Back in the day when I thought I was interested in international politics, one region I avoided was the Middle East, particularly Israel/Palestine. It just seemed to be in quagmire with no resolution, no coherence and little rationality that a deep understanding would require too much time and too little enrichment. Or maybe I was just being lazy (this was my undergrad days).

With Israel turning 60, the state of the nation has been a hot topic, including the cover story in the May Atlantic. The author wandered a bit (or maybe he didn't--it might have been the cover monkeys providing a misrepresentation of the article [the cover asks "Is Israel Finished?]), but there is this passage which wouldn't be a revelation to anyone who follows the Israel/Palestinian issue with a modicum of attention (that person isn't me), but succinctly illustrates the difficulty of Israel's position.
On one crucial issue, Olmert is credited by many of the most doubting Israelis with sincerity and thoughtfulness: his newfound belief that the dream of a Greater Israel—one that incorporates the West Bank, Gaza, and the Golan Heights—is dead, replaced with the recognition that the land must be split between a Jewish democratic state and an Arab state.

I asked Olmert whether there was a moral dimension to his desire to exit the West Bank... He won’t call the dream of both banks immoral or destructively utopian, because it is a dream that many Israelis believe is just. “If there had been a 10 percent or 15 percent minority which is not Jewish there, then it would have been legitimate. But you don’t come to a majority and say to them, ‘Listen, we deprive you of your right to self-determination and at the same time we won’t provide you with the natural right of equality and equal votes.’ At the end of the day, it was about demography,” he said. “We couldn’t do it.”

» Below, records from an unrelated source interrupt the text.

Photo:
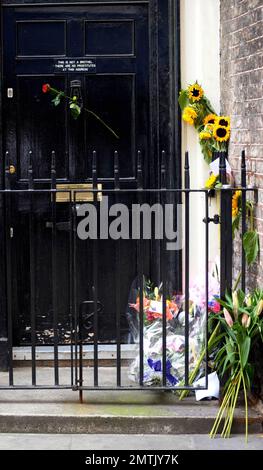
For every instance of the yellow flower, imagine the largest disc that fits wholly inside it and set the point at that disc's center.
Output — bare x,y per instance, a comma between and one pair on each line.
209,127
210,119
221,134
234,211
205,135
237,194
223,121
189,115
210,183
195,92
235,200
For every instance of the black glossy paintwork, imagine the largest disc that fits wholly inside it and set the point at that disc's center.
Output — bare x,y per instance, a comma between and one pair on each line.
132,89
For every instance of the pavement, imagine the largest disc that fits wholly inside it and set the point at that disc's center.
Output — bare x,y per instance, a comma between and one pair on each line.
126,442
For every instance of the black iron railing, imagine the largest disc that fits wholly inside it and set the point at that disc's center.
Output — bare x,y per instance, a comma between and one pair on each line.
84,326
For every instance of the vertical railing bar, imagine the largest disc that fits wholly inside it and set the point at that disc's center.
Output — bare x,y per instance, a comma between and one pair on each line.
80,381
32,269
226,239
206,282
71,292
95,271
163,269
75,289
140,271
222,177
243,223
117,273
8,205
54,266
187,265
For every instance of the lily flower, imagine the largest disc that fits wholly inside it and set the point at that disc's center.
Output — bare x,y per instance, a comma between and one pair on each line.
259,307
246,320
228,318
235,304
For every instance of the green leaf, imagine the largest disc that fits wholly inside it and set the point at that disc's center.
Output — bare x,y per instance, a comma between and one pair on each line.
209,106
251,246
235,223
183,99
75,110
244,351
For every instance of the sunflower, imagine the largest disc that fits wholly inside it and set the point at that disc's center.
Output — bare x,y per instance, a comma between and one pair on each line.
189,115
210,119
195,92
223,121
204,135
221,134
235,203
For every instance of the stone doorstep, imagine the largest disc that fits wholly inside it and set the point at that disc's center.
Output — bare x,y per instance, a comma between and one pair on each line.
117,418
107,355
108,412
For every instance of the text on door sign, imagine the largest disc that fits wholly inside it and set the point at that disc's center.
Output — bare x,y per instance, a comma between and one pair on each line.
75,65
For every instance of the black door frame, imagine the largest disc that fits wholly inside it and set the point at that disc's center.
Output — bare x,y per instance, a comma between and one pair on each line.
165,127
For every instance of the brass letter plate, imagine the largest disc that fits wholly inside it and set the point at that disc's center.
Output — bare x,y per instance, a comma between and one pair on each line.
86,196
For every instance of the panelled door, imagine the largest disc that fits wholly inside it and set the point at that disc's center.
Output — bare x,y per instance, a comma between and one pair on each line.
110,49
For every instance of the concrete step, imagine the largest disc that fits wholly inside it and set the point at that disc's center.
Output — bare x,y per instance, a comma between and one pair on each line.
115,412
107,354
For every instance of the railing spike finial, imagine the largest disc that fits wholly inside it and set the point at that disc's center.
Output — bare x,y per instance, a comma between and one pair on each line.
243,169
53,169
94,165
163,169
94,169
139,169
116,170
7,161
30,154
30,169
222,167
186,171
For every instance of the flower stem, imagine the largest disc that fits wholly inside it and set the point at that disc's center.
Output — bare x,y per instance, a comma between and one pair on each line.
246,407
194,373
235,396
220,413
54,90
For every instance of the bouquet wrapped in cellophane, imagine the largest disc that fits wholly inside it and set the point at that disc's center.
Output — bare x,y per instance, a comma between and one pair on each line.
175,332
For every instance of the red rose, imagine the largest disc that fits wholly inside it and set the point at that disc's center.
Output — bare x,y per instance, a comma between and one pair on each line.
46,87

Max Nordau wrote that Zionism is meant to create for the Jewish people a homeland in the land of Israel, assured by international legitimacy. One sentence, the whole story. It’s about Jewish people, about defining the community of Jews as a nation, one in the family of nations. Second, it’s not a state for all citizens, but for the Jewish people. Third, it’s in the land of Israel, but not necessarily all the land of Israel. And it has to be secured by international legitimacy.”

Israel’s flagging international legitimacy is one of Olmert’s preoccupations. In an interview with Ha’aretz in November, he said, “If the day comes when the two-state solution collapses and we face a South African–style struggle for equal voting rights [among Palestinians of the occupied territories], then, as soon as that happens, the state of Israel is finished.” He went on to say, “The Jewish organizations, which were our power base in America, will be the first to come out against us, because they will say they cannot support a state that does not support democracy and equal voting rights for all its residents.”"
Maybe this isn't as revelational as I thought, but it does give me a perspective I had thought about before--how does a country defined on one identity adapt/change/respond to a demographic change that, if left unaddressed, will irrevocably change the ability to maintain that identity?

Given the demographic change in the US, albeit in a more peaceful fashion, does it/will it serve as a lesson at all?